Quantifying power use in silicon photonic neural networks

TL;DR

This paper develops a framework to quantify and analyze the power efficiency of silicon photonic neural networks, introducing new metrics and scaling laws to guide future hardware development and performance assessment.

Contribution

It proposes a set of performance metrics and analytical methods specifically designed for photonic neural networks, addressing the lack of suitable evaluation tools.

Findings

Performance regimes are characterized by at least seven key metrics.

Energy efficiency varies significantly across different operational regimes.
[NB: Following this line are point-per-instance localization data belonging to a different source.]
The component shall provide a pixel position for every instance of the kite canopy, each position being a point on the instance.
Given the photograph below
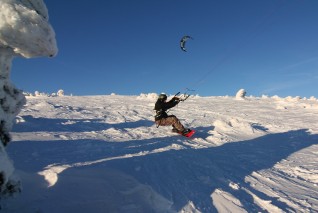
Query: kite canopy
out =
(183, 42)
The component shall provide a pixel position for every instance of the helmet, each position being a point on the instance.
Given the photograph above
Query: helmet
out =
(162, 97)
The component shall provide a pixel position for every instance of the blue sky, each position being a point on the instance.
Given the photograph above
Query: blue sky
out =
(131, 47)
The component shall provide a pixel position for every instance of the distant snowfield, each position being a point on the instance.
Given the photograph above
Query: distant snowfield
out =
(104, 154)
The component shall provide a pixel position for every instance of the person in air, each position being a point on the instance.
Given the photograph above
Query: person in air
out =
(163, 119)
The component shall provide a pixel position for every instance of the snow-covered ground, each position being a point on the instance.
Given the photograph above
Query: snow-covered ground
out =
(104, 154)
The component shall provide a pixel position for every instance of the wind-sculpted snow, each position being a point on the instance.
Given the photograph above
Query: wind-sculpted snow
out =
(104, 154)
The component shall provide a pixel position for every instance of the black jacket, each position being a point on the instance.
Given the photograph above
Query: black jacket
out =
(161, 107)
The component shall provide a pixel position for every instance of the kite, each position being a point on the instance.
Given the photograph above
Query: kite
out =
(183, 41)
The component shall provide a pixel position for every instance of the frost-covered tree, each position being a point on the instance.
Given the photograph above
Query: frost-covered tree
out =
(25, 32)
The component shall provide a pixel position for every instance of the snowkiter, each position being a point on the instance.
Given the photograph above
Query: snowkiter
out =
(163, 119)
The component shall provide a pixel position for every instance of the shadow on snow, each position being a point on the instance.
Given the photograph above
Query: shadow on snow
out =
(178, 175)
(32, 124)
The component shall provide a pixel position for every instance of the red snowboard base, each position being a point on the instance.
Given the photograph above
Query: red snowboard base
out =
(186, 135)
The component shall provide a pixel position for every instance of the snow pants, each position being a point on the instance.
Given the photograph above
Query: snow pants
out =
(171, 120)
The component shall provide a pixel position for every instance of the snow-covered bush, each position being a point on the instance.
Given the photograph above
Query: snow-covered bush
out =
(24, 31)
(240, 95)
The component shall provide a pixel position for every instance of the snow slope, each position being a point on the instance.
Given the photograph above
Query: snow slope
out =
(104, 154)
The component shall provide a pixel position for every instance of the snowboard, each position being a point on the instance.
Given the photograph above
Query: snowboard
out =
(187, 135)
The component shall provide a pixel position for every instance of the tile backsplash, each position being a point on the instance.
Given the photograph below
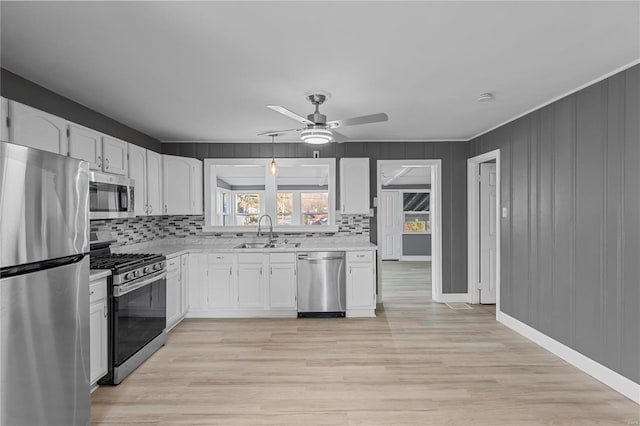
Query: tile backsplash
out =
(148, 228)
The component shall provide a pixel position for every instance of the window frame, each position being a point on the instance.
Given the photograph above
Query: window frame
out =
(268, 196)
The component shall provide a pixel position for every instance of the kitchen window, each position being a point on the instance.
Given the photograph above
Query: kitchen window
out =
(302, 208)
(299, 198)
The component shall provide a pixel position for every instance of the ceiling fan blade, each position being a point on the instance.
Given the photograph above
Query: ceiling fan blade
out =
(338, 137)
(290, 114)
(277, 132)
(354, 121)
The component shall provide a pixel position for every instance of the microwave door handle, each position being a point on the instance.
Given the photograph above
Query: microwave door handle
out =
(124, 202)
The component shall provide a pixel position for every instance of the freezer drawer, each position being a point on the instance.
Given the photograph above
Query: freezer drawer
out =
(321, 284)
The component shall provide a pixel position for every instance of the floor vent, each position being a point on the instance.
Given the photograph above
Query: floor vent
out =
(458, 305)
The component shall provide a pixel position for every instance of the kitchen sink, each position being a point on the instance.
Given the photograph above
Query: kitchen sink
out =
(267, 245)
(283, 245)
(251, 245)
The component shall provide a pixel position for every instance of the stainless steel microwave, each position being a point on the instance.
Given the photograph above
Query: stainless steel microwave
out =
(110, 196)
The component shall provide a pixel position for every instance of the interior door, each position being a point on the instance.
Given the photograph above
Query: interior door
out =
(391, 225)
(488, 241)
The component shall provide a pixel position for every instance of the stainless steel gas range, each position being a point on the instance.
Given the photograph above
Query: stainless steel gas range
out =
(137, 307)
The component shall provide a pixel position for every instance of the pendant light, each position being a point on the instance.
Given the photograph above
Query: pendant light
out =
(273, 167)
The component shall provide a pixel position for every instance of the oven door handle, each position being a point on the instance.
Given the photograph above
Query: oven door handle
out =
(128, 288)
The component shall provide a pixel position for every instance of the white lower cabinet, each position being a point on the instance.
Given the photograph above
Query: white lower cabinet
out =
(283, 284)
(184, 275)
(174, 291)
(98, 317)
(265, 284)
(361, 283)
(250, 280)
(221, 281)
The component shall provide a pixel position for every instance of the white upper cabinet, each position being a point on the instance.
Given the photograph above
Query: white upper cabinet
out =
(4, 108)
(354, 186)
(37, 129)
(154, 183)
(138, 172)
(86, 144)
(114, 155)
(182, 185)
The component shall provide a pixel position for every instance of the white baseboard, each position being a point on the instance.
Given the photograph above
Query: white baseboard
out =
(614, 380)
(361, 313)
(454, 298)
(232, 313)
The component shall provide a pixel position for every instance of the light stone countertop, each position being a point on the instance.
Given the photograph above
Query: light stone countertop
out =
(96, 274)
(175, 247)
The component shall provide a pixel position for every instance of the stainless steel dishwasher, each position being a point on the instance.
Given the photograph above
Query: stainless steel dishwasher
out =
(321, 284)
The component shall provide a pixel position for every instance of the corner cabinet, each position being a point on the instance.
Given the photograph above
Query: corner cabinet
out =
(4, 108)
(154, 183)
(114, 156)
(354, 186)
(98, 319)
(86, 144)
(183, 183)
(37, 129)
(361, 284)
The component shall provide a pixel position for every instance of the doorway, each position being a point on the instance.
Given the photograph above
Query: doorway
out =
(408, 223)
(483, 189)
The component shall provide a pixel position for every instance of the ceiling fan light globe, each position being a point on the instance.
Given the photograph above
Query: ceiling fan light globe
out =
(316, 136)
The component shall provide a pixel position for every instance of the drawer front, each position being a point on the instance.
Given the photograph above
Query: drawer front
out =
(282, 258)
(97, 290)
(173, 264)
(359, 256)
(221, 258)
(250, 257)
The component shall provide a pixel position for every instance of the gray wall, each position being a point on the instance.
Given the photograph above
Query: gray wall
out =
(19, 89)
(571, 243)
(454, 180)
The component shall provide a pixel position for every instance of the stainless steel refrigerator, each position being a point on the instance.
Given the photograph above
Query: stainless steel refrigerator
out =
(44, 294)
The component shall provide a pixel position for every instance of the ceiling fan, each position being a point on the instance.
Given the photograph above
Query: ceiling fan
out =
(318, 130)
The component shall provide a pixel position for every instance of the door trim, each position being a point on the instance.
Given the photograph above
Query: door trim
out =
(473, 225)
(436, 223)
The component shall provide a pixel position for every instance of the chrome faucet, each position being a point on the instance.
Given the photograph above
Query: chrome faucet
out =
(271, 240)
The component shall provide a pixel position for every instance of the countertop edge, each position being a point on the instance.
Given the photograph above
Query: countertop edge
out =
(96, 274)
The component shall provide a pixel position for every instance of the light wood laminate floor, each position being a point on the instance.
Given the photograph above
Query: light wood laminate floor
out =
(417, 363)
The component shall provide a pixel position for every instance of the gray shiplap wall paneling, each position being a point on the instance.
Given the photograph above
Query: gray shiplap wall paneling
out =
(454, 182)
(21, 90)
(630, 236)
(571, 242)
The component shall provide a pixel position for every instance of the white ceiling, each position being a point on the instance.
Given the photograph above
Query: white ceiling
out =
(185, 71)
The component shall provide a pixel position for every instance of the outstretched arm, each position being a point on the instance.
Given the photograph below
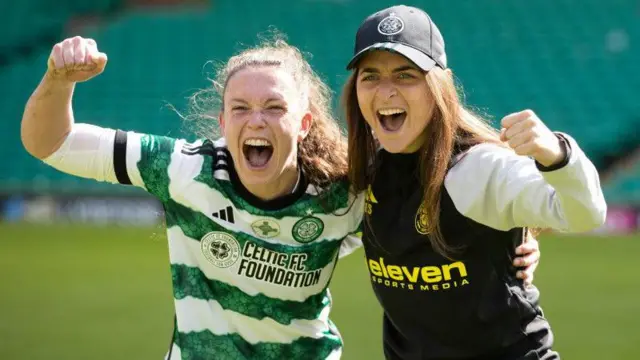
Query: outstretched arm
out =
(48, 115)
(536, 184)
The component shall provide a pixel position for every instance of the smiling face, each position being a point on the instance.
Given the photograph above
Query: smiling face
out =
(263, 120)
(394, 98)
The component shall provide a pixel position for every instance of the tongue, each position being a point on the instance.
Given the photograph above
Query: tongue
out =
(258, 156)
(392, 122)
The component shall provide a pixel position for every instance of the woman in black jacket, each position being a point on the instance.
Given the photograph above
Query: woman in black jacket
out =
(449, 199)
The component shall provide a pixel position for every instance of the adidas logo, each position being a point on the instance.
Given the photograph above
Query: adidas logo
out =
(224, 214)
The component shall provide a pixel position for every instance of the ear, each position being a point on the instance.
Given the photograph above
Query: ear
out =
(221, 121)
(305, 126)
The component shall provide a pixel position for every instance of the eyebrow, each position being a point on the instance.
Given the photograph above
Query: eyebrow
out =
(398, 69)
(242, 101)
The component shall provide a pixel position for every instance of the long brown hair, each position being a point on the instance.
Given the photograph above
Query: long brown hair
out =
(323, 153)
(452, 124)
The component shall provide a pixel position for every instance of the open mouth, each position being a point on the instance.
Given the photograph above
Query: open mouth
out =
(257, 152)
(391, 119)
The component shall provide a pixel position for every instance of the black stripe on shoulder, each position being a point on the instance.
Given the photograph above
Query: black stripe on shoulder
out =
(205, 149)
(120, 157)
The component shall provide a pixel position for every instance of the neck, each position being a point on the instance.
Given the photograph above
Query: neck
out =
(284, 185)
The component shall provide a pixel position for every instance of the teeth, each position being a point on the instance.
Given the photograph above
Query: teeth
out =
(257, 142)
(390, 111)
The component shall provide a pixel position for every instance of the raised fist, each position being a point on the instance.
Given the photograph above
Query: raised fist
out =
(529, 136)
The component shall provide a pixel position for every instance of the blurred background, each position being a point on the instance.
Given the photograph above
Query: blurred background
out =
(84, 266)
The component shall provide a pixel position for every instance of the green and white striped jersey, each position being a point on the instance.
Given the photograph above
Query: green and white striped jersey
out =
(250, 279)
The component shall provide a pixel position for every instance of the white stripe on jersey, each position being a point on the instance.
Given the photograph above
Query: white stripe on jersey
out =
(209, 315)
(186, 251)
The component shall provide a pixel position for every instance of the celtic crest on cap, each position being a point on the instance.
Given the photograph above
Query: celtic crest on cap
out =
(391, 25)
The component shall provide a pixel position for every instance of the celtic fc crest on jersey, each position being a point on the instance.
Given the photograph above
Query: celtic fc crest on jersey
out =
(307, 229)
(220, 248)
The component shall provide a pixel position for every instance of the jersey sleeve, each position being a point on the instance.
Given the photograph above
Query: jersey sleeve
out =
(354, 239)
(495, 187)
(116, 156)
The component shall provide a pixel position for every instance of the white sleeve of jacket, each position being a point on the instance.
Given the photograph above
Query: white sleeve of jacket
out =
(495, 187)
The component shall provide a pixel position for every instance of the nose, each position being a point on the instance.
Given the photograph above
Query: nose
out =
(256, 121)
(386, 90)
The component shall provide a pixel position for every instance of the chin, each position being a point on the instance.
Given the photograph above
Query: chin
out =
(251, 177)
(395, 146)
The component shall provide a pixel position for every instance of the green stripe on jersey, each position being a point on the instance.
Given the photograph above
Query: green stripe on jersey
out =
(334, 197)
(205, 345)
(154, 164)
(190, 281)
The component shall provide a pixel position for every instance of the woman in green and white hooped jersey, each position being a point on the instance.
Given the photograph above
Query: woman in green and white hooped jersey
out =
(255, 220)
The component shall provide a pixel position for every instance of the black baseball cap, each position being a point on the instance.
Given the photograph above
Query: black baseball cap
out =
(406, 30)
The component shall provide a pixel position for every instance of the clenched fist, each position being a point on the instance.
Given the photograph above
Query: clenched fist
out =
(76, 60)
(529, 136)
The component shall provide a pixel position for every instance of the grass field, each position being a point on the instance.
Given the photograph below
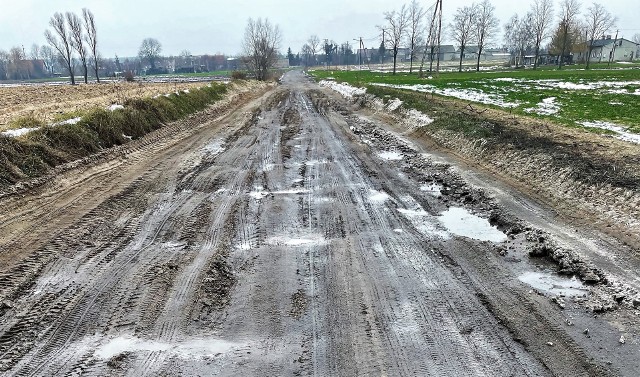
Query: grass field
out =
(600, 99)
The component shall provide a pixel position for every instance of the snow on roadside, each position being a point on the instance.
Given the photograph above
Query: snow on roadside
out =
(115, 107)
(17, 132)
(622, 132)
(548, 106)
(473, 95)
(345, 90)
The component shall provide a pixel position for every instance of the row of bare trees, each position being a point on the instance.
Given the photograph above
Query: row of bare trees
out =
(419, 30)
(571, 34)
(70, 35)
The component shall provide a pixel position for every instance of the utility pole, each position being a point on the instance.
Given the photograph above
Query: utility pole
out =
(439, 6)
(613, 50)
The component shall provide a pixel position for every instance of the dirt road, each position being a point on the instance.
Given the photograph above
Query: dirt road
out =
(285, 238)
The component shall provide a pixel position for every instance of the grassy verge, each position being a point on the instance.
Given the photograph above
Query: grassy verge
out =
(579, 95)
(585, 165)
(35, 153)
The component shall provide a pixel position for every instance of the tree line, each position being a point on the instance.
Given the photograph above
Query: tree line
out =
(420, 31)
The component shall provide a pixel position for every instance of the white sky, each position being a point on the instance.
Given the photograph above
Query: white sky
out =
(217, 26)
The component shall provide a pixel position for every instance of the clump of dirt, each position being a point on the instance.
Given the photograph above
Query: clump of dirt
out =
(217, 284)
(291, 121)
(299, 304)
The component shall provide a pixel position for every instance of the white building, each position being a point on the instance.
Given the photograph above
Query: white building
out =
(615, 49)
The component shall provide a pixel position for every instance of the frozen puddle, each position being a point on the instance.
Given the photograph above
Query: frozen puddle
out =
(462, 223)
(378, 196)
(214, 147)
(432, 189)
(188, 350)
(390, 156)
(551, 283)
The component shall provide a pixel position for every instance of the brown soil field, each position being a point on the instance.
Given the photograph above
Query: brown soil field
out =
(44, 102)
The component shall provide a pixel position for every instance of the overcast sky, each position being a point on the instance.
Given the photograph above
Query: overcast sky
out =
(217, 26)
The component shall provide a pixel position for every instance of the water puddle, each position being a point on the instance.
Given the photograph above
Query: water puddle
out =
(214, 147)
(377, 196)
(189, 349)
(554, 284)
(390, 156)
(462, 223)
(432, 189)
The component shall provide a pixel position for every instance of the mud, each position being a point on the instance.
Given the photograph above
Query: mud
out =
(275, 236)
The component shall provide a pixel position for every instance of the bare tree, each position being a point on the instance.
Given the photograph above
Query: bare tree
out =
(4, 65)
(462, 28)
(261, 44)
(314, 45)
(61, 42)
(597, 22)
(486, 25)
(77, 41)
(50, 58)
(569, 10)
(397, 23)
(519, 36)
(150, 51)
(542, 11)
(415, 30)
(92, 39)
(431, 40)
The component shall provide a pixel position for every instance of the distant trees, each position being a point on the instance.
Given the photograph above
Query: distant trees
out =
(462, 29)
(396, 27)
(519, 35)
(597, 22)
(77, 41)
(569, 11)
(68, 33)
(485, 27)
(150, 50)
(261, 44)
(542, 16)
(415, 29)
(60, 40)
(91, 38)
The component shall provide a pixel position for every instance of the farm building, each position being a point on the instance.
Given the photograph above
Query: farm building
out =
(607, 48)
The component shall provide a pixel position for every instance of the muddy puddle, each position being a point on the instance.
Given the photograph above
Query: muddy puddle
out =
(553, 284)
(461, 222)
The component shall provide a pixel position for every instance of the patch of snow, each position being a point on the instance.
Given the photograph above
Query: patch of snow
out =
(115, 107)
(345, 90)
(461, 222)
(196, 348)
(18, 132)
(622, 132)
(377, 196)
(394, 104)
(312, 239)
(416, 119)
(548, 106)
(473, 95)
(390, 156)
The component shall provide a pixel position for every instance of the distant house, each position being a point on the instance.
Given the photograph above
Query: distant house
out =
(607, 48)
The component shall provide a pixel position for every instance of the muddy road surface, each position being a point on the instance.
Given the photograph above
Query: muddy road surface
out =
(288, 236)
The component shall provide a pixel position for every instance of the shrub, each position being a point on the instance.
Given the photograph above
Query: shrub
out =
(238, 75)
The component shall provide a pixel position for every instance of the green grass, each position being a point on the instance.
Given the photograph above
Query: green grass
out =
(35, 153)
(574, 105)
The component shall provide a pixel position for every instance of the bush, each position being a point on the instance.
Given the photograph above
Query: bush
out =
(128, 76)
(238, 75)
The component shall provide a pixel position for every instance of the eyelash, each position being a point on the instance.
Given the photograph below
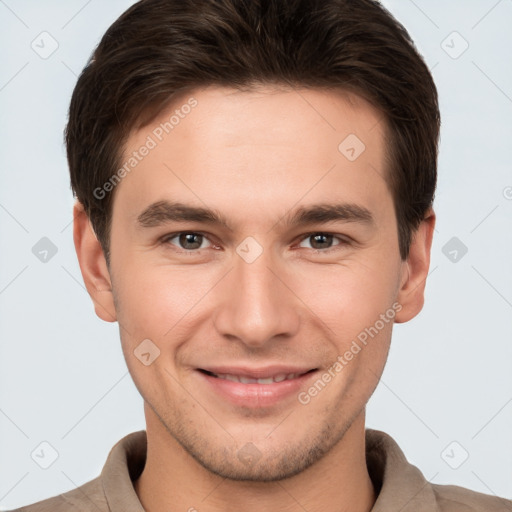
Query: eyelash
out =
(343, 241)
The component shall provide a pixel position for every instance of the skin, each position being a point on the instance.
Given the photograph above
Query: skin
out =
(255, 157)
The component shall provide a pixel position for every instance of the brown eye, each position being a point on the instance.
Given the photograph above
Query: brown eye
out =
(323, 241)
(188, 241)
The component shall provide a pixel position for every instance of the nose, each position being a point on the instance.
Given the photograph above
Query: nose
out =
(256, 303)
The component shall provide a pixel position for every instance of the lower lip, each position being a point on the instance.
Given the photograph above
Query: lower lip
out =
(256, 395)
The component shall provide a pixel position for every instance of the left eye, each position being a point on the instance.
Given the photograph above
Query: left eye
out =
(323, 241)
(189, 241)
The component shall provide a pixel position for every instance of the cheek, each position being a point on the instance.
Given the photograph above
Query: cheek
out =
(348, 296)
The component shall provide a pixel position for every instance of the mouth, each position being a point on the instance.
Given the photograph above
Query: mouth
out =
(257, 389)
(246, 379)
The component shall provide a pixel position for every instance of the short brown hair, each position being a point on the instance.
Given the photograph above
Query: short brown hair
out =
(159, 49)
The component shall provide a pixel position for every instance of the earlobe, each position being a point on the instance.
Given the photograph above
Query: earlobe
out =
(93, 265)
(415, 270)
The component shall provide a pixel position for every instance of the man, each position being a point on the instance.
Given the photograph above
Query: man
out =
(254, 184)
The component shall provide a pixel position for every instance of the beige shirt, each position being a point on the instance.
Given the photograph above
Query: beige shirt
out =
(400, 486)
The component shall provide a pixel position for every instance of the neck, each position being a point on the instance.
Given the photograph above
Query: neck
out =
(173, 481)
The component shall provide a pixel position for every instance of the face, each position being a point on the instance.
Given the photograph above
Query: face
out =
(281, 259)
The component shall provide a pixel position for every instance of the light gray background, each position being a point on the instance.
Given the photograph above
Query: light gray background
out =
(63, 378)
The framework enables quantitative roadmapping for photonic neural network hardware.

Abstract

Due to challenging efficiency limits facing conventional and unconventional electronic architectures, information processors based on photonics have attracted renewed interest. Research communities have yet to settle on definitive techniques to describe the performance of this class of information processors. Photonic systems are different from electronic ones, so the existing concepts of computer performance measurement cannot necessarily apply. In this manuscript, we attempt to quantify the power use of photonic neural networks with state-of-the-art and future hardware. We derive scaling laws, physical limits, and new platform performance metrics. We find that overall performance is regime-like, which means that energy efficiency characteristics of a photonic processor can be completely described by no less than seven performance numbers. The introduction of these analytical strategies provides a much needed foundation for quantitative roadmapping and commercial value assignment for silicon photonic neural networks.